Achraf Hakimi will not play in Paris Saint-Germain’s Champions League semi-final second leg at Bayern Munich on May 6 after the club announced he has suffered a right thigh injury and will be sidelined for the coming weeks.
PSG said Hakimi "will remain in treatment during the next few weeks" and that the injury will keep him "out of action for the next few weeks," ruling him out of the trip to the Allianz Arena. The announcement followed a first-leg thriller that left PSG leading Bayern 5-4.
The decision to withdraw him from the squad came after Hakimi played through visible discomfort in the closing minutes of Tuesday’s first leg, according to club reports. He finished sixth in last year’s Ballon d’Or voting, a reminder of his standing at the club: not just an attacking outlet but one of PSG’s most influential defenders.

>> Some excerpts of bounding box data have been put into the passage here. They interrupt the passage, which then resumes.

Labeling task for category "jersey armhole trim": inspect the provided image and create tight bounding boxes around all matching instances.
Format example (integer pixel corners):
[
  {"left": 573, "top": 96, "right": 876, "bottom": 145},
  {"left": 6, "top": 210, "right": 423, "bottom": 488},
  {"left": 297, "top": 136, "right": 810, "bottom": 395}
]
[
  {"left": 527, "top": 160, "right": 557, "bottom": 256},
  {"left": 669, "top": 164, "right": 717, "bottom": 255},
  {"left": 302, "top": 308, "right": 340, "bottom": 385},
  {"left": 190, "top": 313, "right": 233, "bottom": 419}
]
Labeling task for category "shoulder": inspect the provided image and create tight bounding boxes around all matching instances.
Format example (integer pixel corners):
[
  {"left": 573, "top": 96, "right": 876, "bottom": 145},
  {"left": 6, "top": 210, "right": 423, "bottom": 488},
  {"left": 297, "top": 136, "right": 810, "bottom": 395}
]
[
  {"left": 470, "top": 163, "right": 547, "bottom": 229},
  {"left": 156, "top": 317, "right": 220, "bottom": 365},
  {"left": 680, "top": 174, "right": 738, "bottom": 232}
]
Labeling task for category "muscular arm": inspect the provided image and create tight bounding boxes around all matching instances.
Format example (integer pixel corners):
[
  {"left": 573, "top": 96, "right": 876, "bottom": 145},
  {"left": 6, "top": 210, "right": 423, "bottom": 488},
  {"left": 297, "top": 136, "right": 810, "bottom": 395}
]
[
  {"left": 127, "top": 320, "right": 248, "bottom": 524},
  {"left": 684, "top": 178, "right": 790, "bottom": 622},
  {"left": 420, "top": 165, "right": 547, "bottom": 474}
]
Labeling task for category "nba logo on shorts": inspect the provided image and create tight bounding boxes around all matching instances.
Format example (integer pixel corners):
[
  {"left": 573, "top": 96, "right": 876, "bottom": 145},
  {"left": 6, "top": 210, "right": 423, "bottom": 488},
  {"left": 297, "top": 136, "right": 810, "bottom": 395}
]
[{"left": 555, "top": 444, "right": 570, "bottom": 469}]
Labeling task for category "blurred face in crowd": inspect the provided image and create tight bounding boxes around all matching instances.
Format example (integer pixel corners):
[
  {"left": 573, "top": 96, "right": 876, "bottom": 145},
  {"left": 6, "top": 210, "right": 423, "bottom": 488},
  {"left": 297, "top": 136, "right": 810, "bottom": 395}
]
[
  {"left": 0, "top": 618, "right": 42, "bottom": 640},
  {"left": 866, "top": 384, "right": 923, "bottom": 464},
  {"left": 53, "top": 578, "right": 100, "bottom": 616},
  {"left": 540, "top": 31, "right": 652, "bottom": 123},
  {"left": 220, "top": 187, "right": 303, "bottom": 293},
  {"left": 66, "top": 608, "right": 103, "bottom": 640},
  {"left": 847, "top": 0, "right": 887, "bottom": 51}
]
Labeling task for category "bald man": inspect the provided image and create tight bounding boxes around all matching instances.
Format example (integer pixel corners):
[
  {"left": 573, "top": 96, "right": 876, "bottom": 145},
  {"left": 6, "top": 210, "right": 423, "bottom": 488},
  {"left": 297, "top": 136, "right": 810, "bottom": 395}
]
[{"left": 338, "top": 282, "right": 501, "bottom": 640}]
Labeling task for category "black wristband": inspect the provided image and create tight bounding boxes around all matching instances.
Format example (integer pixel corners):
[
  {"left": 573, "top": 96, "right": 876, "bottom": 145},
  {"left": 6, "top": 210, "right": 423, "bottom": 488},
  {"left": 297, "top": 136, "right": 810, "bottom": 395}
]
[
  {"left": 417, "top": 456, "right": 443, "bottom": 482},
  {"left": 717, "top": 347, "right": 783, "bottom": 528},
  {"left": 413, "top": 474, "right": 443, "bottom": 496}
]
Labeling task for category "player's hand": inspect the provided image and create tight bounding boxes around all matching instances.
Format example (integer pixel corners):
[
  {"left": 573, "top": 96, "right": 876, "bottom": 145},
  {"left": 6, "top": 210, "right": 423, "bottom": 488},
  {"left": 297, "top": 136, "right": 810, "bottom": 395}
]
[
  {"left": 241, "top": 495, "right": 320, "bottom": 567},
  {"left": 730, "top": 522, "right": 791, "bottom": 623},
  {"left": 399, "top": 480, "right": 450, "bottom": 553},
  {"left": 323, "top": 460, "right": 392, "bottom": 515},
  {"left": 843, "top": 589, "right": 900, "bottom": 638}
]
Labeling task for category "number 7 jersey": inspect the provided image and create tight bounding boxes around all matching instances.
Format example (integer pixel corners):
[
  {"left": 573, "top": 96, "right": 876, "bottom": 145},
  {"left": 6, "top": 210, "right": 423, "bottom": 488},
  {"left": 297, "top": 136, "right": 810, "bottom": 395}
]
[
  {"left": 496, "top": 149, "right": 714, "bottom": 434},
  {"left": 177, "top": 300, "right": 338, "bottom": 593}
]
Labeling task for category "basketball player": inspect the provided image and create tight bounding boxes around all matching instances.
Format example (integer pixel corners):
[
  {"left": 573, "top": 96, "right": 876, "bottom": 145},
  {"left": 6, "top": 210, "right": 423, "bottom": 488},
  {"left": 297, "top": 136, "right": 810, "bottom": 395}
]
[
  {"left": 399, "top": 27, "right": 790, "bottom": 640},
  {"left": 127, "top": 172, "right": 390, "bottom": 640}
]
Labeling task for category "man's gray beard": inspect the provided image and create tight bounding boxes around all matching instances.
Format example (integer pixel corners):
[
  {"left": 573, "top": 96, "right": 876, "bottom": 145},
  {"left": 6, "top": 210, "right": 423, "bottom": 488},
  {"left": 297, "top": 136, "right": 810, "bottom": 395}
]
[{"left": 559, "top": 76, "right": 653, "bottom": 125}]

That 5-4 scoreline is the weight now bearing on PSG’s traveling party. With the tie finely poised, the loss of a regular right-sided defender shifts the balance. The second leg is scheduled for May 6 at the Allianz Arena in Munich, less than two weeks after PSG confirmed the injury, and the timing is what makes this news urgent.
Squad options are limited. One club source described Hakimi as PSG’s "best and most dependable fullback," and another has previously pointed to Warren Zaire-Emery as a likely replacement at right-back when Hakimi has been unavailable. The club’s statement and staff assessments both point toward Zaire-Emery taking up the position in Munich.
The injury report is not entirely uniform. PSG described the problem as "a right thigh injury," while a separate source referred to it as a hamstring injury. The discrepancy matters because it bears on recovery timelines and training plans. Lucas Chevalier also missed PSG’s trip to Germany because of injury, narrowing the coach’s choices and complicating match preparations.
The immediate tactical consequence is clear: a player who has been central to PSG’s width and defensive stability will be absent for a match whose aggregate score leaves no margin for error. Warren Zaire-Emery’s likely insertion at right-back will test PSG’s depth and the team’s ability to protect a slender lead under pressure at the Allianz Arena.
For achraf hakimi the message from PSG is unambiguous — he will be treated and kept out while the club manages his recovery — and his absence reshapes the semi-final in real time. Who fills his role, and how well that player holds up in Munich on May 6, will be the decisive story coming out of this injury: not because PSG views him as irreplaceable, but because the tie now hinges on whether his backup can preserve a fragile advantage away from home.